Wat is het?
Een tic is een plotse, korte beweging of geluid dat typisch niet-ritmisch en terugkerend is. De tic heeft geen specifiek doel en zorgt voor een ontlading. Tics worden onderverdeeld in: voorbijgaande tics, chronische tics en het syndroom van (Gilles de la) Tourette. Deze laatste twee groepen hebben waarschijnlijk dezelfde oorzaak en verschillen in de ernst van de tics. Om over chronische tics of het syndroom van Tourette te spreken, moeten de klachten ontstaan voor de leeftijd van 21 jaar.
Hoe vaak komt het voor?
Voorbijgaande tics komen vaak voor. Ze worden bij 6 tot 20% van de kinderen tussen 5 en 15 jaar gezien, het vaakst op de leeftijd van 8 jaar. Chronische tics komen voor bij 4% van de kinderen. Minder dan 1% van de totale bevolking kampt met het syndroom van Gilles de la Tourette. De tics kunnen beginnen tussen de leeftijd van 4 en 15 jaar, met een gemiddelde startleeftijd van 7 jaar. In zeldzame gevallen begint de stoornis al vroeger. De oorzaak van tic-stoornissen is niet volledig duidelijk, maar vermoedelijk zijn ze voor een groot deel genetisch bepaald, in combinatie met bepaalde omgevingsfactoren, zoals angst, emotionele stress en vermoeidheid.
Hoe kan je het herkennen?
Tics kunnen voorkomen over het hele lichaam, meestal in het hoofd en het bovenlichaam. Veel voorkomende tics zijn: schudden met het hoofd, knipogen, spiertrekkingen rond de mond, optrekken van de schouders, hoesten, snuiven en blaffen.

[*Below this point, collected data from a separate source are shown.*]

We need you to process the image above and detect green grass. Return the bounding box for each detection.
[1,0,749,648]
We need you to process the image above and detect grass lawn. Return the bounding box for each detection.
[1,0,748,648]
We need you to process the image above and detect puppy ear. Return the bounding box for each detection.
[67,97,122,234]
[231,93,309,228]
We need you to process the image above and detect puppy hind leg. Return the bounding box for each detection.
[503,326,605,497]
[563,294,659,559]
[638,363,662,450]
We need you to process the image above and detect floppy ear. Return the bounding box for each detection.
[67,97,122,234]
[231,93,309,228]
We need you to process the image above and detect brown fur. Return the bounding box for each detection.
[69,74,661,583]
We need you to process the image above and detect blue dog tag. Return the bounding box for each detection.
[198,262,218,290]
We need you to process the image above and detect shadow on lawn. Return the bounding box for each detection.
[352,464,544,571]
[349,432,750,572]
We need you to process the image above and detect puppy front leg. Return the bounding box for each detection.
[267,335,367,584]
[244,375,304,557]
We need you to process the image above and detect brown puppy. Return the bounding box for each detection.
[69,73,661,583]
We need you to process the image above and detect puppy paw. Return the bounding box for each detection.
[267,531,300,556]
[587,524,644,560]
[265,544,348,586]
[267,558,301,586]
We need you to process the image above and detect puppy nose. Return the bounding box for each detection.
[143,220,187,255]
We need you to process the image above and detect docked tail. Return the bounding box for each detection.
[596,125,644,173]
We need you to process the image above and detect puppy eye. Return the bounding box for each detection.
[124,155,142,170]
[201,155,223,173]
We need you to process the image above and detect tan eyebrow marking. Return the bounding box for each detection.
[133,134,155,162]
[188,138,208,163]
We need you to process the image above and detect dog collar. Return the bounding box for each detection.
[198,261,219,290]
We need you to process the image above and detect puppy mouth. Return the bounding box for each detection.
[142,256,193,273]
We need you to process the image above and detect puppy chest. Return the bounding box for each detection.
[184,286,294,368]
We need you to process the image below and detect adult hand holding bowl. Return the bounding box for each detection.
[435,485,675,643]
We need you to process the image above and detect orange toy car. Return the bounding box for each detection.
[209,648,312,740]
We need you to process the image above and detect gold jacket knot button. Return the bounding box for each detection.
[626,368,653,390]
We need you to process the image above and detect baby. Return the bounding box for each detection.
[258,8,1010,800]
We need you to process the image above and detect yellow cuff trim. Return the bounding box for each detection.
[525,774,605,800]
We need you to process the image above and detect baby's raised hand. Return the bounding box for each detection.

Soms treden er meer complexe tics op en zijn er plotse uitbarstingen van scheldwoorden: 30% van de mensen die lijden aan het syndroom van Gilles de la Tourette hebben hier last van.
Tics worden vaak voorafgegaan door dwangmatige gevoelens, die meestal erger worden door ze te onderdrukken. Deze dwang is belangrijk bij de diagnose van een tic-stoornis.
Tic-stoornissen gaan vaak gepaard met andere gedrags- of emotionele aandoeningen, zoals bijv. aandachtstoornissen, leerstoornissen, stotteren, paniekaanvallen, angsten, depressie, dwangstoornissen…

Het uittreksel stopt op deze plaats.